Naturally, she interprets this as implying discrimination against women. But I regard it as pretty good news for the future. If women’s earnings decrease 4%, that likely mostly shows that women are choosing to invest in their children rather than focus on their jobs.
If men’s earnings are actually increasing by 6%, that doesn’t seem likely to be because their employers think:
“this guy’s joined the Old Boys Network, I should give him a raise” just at the time when a lot of guys do lose sleep and devote time to child raising that might have been devoted to their job and have a new dependent to weigh further on the company’s health care premiums. I think its much more likely showing that women choose to have kids with guys who are going somewhere, not losers, and guys choose to have kids when they think they will be able to support them (and have a woman who thinks they are worthy). (But I’d like to see the data on men who had kids they didn’t live with.)

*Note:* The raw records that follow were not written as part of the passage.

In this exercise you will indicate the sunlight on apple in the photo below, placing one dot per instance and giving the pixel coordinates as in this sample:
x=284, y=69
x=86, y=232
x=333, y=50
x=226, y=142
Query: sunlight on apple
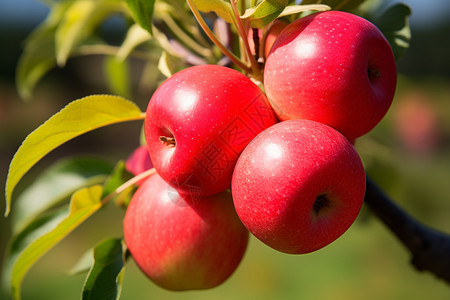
x=306, y=49
x=274, y=151
x=187, y=100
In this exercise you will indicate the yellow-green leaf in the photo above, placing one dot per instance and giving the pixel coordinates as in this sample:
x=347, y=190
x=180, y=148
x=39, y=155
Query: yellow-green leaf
x=220, y=7
x=295, y=9
x=83, y=204
x=78, y=117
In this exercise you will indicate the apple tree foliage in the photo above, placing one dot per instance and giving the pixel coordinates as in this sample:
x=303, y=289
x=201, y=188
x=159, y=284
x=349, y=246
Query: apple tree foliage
x=184, y=34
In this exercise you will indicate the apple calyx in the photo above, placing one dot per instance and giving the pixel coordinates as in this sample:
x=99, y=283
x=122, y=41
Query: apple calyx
x=168, y=141
x=373, y=73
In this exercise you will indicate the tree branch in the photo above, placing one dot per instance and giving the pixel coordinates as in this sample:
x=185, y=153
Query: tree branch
x=430, y=249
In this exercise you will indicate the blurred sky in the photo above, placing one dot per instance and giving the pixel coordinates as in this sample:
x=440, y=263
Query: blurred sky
x=30, y=12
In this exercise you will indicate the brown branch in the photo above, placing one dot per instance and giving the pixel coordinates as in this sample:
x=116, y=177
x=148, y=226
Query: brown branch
x=430, y=249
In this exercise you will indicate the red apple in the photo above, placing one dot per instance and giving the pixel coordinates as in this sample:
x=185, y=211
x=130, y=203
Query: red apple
x=138, y=162
x=333, y=67
x=298, y=186
x=180, y=244
x=199, y=121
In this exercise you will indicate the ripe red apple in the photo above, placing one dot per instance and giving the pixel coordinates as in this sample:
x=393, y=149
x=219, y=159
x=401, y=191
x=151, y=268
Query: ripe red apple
x=138, y=162
x=180, y=244
x=298, y=186
x=199, y=121
x=333, y=67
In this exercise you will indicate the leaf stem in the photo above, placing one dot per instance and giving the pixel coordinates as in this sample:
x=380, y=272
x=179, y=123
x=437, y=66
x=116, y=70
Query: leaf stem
x=128, y=184
x=213, y=38
x=243, y=34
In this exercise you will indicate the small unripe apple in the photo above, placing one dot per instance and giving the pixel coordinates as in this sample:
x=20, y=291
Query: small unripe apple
x=332, y=67
x=182, y=244
x=298, y=186
x=198, y=122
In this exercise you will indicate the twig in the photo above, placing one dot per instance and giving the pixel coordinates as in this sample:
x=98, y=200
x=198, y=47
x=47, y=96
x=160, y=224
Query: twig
x=430, y=249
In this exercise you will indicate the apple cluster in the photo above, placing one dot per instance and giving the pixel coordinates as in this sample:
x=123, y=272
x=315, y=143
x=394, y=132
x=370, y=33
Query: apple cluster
x=231, y=159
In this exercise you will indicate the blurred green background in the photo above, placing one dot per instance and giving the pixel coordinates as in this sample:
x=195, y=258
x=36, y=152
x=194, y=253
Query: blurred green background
x=408, y=155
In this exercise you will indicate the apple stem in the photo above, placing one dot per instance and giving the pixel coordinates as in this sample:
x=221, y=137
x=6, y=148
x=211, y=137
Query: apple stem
x=321, y=202
x=168, y=141
x=215, y=40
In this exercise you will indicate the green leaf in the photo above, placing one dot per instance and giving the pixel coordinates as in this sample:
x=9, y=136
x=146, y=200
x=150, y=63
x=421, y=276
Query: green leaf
x=295, y=9
x=142, y=12
x=79, y=22
x=21, y=239
x=167, y=64
x=56, y=184
x=78, y=117
x=136, y=35
x=83, y=204
x=264, y=13
x=104, y=280
x=117, y=74
x=220, y=7
x=394, y=24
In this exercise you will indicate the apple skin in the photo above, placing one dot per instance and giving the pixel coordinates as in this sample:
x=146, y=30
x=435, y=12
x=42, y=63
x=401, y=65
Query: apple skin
x=138, y=162
x=298, y=186
x=182, y=244
x=332, y=67
x=212, y=112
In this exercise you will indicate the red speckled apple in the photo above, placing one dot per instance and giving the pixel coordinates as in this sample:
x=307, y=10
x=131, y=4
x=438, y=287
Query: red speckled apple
x=183, y=245
x=199, y=121
x=333, y=67
x=298, y=186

This sounds like good news for the IQ of the population. Income is presumably a reasonable proxy for IQ, since IQ is supposed to be about an ability useful for solving general problems, and earning money is a particular example of a general problem people are motivated to solve. If IQ means much, any problem people are motivated to solve that involves intelligence is something of a proxy for IQ, and they all should give similar results.
It is sometimes said that the population IQ must be decreasing, because poorer, and hence on average lower IQ women are said to have more children than wealthier and on average smarter ones. I’ve seen this claim from liberal Princeton Bio-ethics professors (Silver in a public lecture) to reactionary British ones https://archive.org/details/Dysgenics-Richard-Lynn and widely on the man-o-sphere (cf comments at http://blog.jim.com/science/dysgenic-fertility/ http://heartiste.wordpress.com/2014/08/01/is-the-collapse-of-america-inevitable/ ) I’ve long critiqued it because it discounts men, and sexual selection, which I have long believed to be possibly the primary force in the evolution of human language, among other things.
But in this study, men’s incomes increased more than women’s decreased, and both were likely weighed upon further by lifestyle/child investment decisions and the actual costs imposed by child raising on the employer, so that the income proxy probably systematically under-estimates the correlation between higher IQ and more children. This suggests that the amount that mean paternal IQ is higher than mean IQ much more than compensates for the amount that mean maternal IQ may (or may not) be lower than mean IQ.